I started night riding last year and after trying some different lights I settled on a pair of cheap XML-U2's in Ultrafire 502B clones (one handlebar mounted, one helmet mounted) which worked well. A local bikeshop is clearing out of Exposurelights Race Mk7's so they're offering a decent discount on them, according to the spec they have two XP-G R5's which from limited research seem to be the model that came before the XML's and not as bright?

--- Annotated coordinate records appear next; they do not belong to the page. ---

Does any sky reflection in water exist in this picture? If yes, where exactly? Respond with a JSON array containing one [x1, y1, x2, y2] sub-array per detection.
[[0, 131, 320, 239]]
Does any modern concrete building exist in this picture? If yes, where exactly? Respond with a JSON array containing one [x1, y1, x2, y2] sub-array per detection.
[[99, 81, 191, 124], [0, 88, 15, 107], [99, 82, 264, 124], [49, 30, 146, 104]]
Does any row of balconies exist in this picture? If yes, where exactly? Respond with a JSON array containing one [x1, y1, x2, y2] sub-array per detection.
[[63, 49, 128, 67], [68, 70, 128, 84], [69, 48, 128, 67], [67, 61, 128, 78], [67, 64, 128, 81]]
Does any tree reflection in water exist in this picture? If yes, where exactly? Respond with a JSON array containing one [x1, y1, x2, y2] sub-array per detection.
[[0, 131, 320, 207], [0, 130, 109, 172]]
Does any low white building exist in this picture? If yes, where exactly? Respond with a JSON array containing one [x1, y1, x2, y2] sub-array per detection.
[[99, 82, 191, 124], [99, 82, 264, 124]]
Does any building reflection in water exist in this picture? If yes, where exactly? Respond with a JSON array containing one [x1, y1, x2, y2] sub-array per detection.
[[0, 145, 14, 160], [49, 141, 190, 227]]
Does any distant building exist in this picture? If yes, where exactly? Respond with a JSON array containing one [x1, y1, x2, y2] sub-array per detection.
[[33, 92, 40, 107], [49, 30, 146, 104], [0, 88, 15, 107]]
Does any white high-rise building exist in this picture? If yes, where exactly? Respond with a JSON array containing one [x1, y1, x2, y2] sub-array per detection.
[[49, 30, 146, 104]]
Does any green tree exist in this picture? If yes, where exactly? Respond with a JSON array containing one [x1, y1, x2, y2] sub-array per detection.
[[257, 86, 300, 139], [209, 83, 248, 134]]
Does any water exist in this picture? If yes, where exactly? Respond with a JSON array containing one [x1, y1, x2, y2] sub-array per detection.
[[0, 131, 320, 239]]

I realise the numbers don't tell the whole story so I'm wondering if the Exposurelights are worth considering? I'm not too fussed about the reliability of the lights I've been using as I have spare lights with the expectation that the originals would die on me (although it hasn't happened yet)

Thanks for any thoughts,
John


----------



## indebt (Nov 8, 2009)

This is one of those quality Vs performance scenarios. A duel R-5 set up is only going to have aprox 550 true lumens, less than a single U-2 in most cases which is aprox 700/750 lumens. If your 502B clone's are just a single led set up,,,, and the price is really good on the Mk7, i'd go with the Exposure Mk7, but i'm a bit bias as I do prefer quality for the riding areas I ride in. But as you mentioned, if not concerned about reliability and performance is most important stick with what you have until you feel like taking the plunge on a quality XM-L2 system.


----------



## JohnMcL7 (Jul 26, 2013)

It's not so much I'm not concerned about reliability, it's just that in a year of riding I haven't had a single failure with the current lights and their performance is excellent. If the exposure lights are a stepdown from the xml-u2's then it sounds like they're note worth considering. 

John


----------



## varider (Nov 29, 2012)

I don't know much about the Exposure lights, other than they are a quality brand, but I'm not sure I would buy an older model right now. The reason being is that that everyone is about to come out with XM-L2 light which are upgrades to XM-L's. There's also an XP-G2 that are coming out. So you are buying old tech with those Exposure's for what is probably still a high price.


----------